[Numpy-discussion] Add sliding_window_view method to numpy

Zimmermann Klaus klaus.zimmermann at smhi.se
Fri Nov 6 11:03:00 EST 2020


Hi,

On 06/11/2020 15:58, Ralf Gommers wrote:
> On Fri, Nov 6, 2020 at 9:51 AM Zimmermann Klaus
> <klaus.zimmermann at smhi.se <mailto:klaus.zimmermann at smhi.se>> wrote:
>     I have absolutely no problem keeping this out of the main namespace.
> 
>     In fact I'd like to point out that it was not my idea. Rather, it was
>     proposed by Bas van Beek in the comments [1,2] and received a little
>     more scrutiny from Eric Wieser in [3].
> 
> Thanks, between two PRs with that many comments, I couldn't figure that
> out - just saw the commit that make the change.

Understandable, no worries.

>     On the subject matter, I am also curious about the potential for
>     confusion. What other behavior could one expect from a sliding window
>     view with this shape?
> 
>     As I said, I am completely fine with keeping this out of the main
>     namespace, but I agree with Sebastian's comment, that
>     `np.lib.stride_tricks` is perhaps not the best namespace. 
> 
> 
> I agree that that's not a great namespace.

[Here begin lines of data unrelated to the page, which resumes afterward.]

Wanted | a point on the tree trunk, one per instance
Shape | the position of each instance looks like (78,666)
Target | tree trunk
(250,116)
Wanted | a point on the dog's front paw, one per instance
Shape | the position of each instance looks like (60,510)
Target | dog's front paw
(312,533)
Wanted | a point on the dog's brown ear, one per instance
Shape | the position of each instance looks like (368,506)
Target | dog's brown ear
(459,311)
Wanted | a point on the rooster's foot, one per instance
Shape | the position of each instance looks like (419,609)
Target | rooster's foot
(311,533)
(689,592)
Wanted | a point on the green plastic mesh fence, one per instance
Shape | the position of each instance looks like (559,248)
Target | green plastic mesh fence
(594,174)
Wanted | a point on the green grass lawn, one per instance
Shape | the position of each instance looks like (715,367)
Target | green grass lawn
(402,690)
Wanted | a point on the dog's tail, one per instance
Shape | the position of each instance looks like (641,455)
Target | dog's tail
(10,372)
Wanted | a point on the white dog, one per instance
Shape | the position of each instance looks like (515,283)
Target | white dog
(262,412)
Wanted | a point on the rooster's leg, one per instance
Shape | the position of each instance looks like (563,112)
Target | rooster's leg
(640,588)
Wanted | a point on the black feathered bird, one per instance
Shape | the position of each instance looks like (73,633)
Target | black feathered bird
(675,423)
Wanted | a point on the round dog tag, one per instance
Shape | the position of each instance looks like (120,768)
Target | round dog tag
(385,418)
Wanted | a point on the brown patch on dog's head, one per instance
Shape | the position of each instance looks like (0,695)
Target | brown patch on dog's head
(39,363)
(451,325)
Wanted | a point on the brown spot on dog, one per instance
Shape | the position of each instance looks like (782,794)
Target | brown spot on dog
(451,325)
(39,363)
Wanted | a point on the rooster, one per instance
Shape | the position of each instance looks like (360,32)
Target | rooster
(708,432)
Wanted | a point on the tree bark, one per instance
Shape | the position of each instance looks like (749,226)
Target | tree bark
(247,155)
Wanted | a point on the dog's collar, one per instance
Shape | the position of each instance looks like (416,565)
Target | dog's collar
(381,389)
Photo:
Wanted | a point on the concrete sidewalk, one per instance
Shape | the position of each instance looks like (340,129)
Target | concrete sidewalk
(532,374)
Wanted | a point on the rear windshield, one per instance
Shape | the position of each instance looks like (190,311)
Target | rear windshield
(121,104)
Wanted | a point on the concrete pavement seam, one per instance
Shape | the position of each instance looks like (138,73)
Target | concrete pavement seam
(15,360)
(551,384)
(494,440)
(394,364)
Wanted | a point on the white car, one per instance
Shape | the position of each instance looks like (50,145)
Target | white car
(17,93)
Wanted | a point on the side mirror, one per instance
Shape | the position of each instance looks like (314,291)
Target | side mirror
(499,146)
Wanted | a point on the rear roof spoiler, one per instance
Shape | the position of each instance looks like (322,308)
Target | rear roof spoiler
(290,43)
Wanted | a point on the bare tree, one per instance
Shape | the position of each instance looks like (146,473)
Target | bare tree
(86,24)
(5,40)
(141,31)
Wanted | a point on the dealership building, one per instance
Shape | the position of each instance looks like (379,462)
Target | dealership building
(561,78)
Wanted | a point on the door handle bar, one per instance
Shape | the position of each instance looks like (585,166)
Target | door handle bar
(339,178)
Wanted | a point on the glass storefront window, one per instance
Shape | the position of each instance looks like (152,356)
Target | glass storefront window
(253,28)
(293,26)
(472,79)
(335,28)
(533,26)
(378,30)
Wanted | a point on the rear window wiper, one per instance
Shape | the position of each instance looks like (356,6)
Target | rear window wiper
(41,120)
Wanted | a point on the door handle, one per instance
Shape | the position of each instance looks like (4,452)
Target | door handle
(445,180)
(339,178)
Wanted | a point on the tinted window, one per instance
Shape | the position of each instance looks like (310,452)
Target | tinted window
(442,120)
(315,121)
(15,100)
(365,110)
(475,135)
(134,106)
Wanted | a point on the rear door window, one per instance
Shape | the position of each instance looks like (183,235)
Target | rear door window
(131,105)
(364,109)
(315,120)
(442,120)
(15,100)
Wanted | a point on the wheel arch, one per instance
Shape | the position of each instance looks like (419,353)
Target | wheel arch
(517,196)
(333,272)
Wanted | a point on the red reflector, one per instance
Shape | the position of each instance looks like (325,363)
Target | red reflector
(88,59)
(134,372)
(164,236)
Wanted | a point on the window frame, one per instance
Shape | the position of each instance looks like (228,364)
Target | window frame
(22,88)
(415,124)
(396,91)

There's multiple issues with
> namespaces, we basically have three good ones (fft, linalg, random) and
> a bunch of other ones that range from questionable to terrible. See
> https://github.com/numpy/numpy/blob/master/numpy/tests/test_public_api.py#L127
> <https://github.com/numpy/numpy/blob/master/numpy/tests/test_public_api.py#L127>
> for details.
> 
> This would be a good thing to work on - making the `numpy.lib` namespace
> not bleed into `numpy` via `import *` is one thing to do there, and
> there's many others. But given backwards compat constraints it's not easy.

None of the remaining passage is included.